Many of Frankfurt’s residents are employed in the financial sector. Because of this, a lot of the city’s shops are geared towards expensive tastes. Head over to Goethestrasse and you’ll find famous names like Versace and Louis Vuitton. Even if you’re not going to drop thousands on a belt, you’ll get a kick out of pretending.
For slightly more modest tastes, Brückenstrasse is home to a wide array of local, independent boutiques and showrooms. From timeless minimalism to the downright wacky, you’re sure to finds something to suit your own unique style.

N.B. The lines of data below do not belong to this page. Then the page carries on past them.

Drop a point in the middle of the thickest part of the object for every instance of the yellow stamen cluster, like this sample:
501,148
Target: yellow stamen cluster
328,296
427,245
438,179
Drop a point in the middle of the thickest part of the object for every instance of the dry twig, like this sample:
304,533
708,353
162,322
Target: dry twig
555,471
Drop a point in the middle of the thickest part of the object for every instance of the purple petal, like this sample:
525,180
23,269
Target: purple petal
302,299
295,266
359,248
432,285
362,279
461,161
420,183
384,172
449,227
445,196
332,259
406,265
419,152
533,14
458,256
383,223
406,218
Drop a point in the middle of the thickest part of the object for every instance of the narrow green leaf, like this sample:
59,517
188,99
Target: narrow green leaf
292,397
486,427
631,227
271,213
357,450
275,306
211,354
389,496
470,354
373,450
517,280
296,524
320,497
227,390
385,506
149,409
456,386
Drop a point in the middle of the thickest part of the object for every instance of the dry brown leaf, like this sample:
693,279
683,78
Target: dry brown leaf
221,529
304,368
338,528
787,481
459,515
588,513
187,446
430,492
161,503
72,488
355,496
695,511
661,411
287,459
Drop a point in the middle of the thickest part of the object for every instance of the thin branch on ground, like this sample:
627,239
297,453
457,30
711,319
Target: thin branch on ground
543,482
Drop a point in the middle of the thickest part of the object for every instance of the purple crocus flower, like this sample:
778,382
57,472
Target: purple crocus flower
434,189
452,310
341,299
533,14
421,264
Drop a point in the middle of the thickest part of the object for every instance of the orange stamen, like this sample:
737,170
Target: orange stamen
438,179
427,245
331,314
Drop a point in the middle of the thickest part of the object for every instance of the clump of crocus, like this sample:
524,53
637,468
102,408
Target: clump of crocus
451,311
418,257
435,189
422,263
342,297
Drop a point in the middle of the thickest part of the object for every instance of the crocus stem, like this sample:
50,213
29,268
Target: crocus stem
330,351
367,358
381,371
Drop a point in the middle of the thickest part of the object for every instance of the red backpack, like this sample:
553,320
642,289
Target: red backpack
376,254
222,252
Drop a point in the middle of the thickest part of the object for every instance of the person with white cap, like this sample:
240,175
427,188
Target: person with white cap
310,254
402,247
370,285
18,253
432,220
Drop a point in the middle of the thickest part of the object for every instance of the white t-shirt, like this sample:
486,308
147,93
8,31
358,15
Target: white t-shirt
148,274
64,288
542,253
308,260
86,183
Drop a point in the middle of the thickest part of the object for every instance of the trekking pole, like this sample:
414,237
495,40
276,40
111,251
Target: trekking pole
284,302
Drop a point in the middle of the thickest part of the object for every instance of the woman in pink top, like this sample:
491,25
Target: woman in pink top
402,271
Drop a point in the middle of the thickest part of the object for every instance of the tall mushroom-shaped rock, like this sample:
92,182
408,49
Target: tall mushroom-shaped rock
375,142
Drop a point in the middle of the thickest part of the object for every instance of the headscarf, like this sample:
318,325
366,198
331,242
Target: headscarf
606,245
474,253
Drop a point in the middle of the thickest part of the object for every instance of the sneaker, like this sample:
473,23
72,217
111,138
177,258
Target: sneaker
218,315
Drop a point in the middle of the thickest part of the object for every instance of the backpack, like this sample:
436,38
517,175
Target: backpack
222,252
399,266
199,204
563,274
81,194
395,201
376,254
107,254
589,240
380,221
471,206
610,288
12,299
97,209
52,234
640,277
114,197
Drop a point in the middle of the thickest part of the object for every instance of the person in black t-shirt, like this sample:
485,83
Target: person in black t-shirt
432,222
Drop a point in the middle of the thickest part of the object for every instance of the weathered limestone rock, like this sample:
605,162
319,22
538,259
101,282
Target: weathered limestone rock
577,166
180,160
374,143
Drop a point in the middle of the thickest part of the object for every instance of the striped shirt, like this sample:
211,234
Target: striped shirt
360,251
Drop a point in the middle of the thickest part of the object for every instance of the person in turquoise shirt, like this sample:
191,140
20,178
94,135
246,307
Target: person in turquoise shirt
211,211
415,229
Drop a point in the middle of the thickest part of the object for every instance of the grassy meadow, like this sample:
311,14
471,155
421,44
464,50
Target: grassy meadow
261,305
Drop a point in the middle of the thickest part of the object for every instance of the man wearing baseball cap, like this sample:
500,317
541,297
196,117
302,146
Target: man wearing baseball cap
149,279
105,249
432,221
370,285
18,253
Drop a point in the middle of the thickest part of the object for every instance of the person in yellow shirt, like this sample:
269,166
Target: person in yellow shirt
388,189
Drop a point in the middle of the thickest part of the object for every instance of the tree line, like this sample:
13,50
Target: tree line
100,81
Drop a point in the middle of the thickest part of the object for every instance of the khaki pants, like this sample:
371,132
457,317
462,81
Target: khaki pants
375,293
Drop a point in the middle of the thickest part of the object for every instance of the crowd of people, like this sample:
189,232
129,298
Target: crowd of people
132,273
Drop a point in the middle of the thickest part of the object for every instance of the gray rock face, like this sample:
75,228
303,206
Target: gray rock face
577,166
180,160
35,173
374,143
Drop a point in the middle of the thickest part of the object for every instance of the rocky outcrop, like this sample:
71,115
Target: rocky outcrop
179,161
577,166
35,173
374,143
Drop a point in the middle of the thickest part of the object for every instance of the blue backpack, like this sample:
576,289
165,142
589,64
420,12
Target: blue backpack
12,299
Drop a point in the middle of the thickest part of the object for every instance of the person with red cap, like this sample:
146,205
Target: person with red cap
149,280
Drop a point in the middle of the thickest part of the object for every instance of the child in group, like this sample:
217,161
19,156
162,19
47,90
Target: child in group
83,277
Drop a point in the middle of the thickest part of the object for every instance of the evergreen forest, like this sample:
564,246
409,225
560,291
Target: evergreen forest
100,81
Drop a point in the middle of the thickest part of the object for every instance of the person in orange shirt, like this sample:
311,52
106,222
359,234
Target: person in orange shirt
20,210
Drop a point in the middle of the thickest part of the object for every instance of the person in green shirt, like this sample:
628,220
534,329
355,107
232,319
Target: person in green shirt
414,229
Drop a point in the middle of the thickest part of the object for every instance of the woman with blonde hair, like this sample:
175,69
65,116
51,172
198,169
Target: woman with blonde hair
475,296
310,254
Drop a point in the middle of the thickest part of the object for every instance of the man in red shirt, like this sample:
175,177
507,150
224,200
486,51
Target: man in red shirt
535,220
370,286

If fashion isn’t your bag, Frankfurt Flea Market has you covered. Every two weeks, bargain hunters and antique dealers alike descend on the banks of the Main to trade goods. Even if you’re not out to find a long lost Rembrandt, you’d be hard pressed to find a more enjoyable walk in town.
It’s the real deal.
Perhaps the best thing Frankfurt has to offer compared to other German cities is that it’s relatively untouched by tourism. Unlike the other major cities, there’s relatively little chance of running in to a massive group of people from your own country, like you would on Hamburg’s Reeperbahn or queuing up outside Berghain in Berlin.
In fact, not many cities have hung on to their authenticity as well as Frankfurt. Sure, there are tourists, and plenty of expats too. But still, if it’s an authentic German experience you’re after, Frankfurt will never disappoint. After all, it’s pretty much been at the center of German culture for over 1,000 years, so it’s unlikely to change too much anytime soon.